更に、持ち運びに便利なパッケージデザイン、使用する人参やキクラゲ、豆腐といった自然素材など製品の特性を細々と説明していない点も特色だ。「ミレニアル世代は説明過剰の商品を求めませんので」(同氏)。
その代わりフィルムや写真では、素材や製品を明確に伝えられるよう色彩を多用した。日本の剥き出しの自然の風景に加味された、モデルたちの現代的な美。特にまだ発表されていない「On the Road(路上)」篇では、他の化粧品メーカーではなかなか見ることのできない優雅さを演出している。

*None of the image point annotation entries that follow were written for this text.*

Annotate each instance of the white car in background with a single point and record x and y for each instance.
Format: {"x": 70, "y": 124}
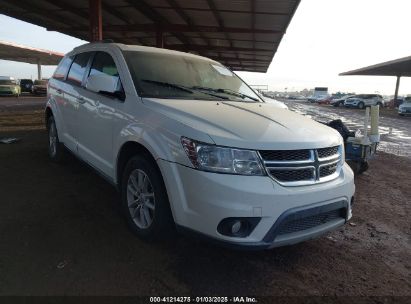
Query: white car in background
{"x": 273, "y": 101}
{"x": 188, "y": 144}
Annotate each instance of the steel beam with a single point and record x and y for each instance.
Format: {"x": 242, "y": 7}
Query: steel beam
{"x": 178, "y": 28}
{"x": 213, "y": 48}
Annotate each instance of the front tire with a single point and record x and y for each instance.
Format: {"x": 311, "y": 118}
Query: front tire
{"x": 144, "y": 199}
{"x": 56, "y": 149}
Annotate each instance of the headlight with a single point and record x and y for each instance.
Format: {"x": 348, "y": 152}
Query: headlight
{"x": 213, "y": 158}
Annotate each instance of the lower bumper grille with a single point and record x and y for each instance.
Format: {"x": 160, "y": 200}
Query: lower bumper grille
{"x": 301, "y": 222}
{"x": 297, "y": 225}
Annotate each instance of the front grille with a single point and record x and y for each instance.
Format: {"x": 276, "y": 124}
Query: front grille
{"x": 292, "y": 175}
{"x": 327, "y": 152}
{"x": 291, "y": 225}
{"x": 285, "y": 155}
{"x": 302, "y": 167}
{"x": 328, "y": 170}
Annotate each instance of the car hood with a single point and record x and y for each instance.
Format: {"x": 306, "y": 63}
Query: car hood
{"x": 247, "y": 125}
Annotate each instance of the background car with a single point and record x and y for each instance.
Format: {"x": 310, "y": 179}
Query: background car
{"x": 339, "y": 102}
{"x": 9, "y": 86}
{"x": 405, "y": 107}
{"x": 395, "y": 103}
{"x": 39, "y": 87}
{"x": 26, "y": 85}
{"x": 324, "y": 100}
{"x": 364, "y": 100}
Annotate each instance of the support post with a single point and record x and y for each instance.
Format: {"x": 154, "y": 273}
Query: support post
{"x": 160, "y": 39}
{"x": 96, "y": 20}
{"x": 397, "y": 86}
{"x": 38, "y": 69}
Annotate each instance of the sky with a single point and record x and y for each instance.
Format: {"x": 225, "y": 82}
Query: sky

「資生堂は信頼性の高いブランドですが、特定の顧客層とだけ結び付いている印象が強い」とウエスト氏。「ですから今の殻を脱皮して、若く新しい顧客層にアピールしたかった。それでもイメージづくりには、現実味や信頼性、気品や優雅さといった要素は外せませんでした」
ウエスト氏は更に続ける。「コスメ業界の常識にミレニアル世代が不満を持っていることは『障壁』かもしれません。でも資生堂は、それを業界の現状にチャレンジするチャンスと捉えたのです」。「個性というのは素晴らしいもので、我々はそれを大いに讃えたい。トランスジェンダーだろうが顔中にそばかすがあろうが、男の子のようだろうが韓国人だろうがフランス人だろうが、スケートボードをやっていようが数学を勉強していようが、我々は誰をも受け入れます。我々が選んだモデルたちは、美をこのように再定義したい、という我々の意志を表しているのです」。
こうしたコンセプトは、世界市場での展開をスムーズにした。「どのブランドにとっても、事業計画のグローバルプラットフォームをつくることは簡単ではありません。しかし今回のアイデアは、美とは様々な形や色で表現されるもの、としているのが素晴らしい点。我々は、映像を制作してくれたクリエイターたちも含め、世界中の多種多様な人々に魅せられました。制作に入る前には各市場のニーズを考え、建設的なディスカッションも行いました」。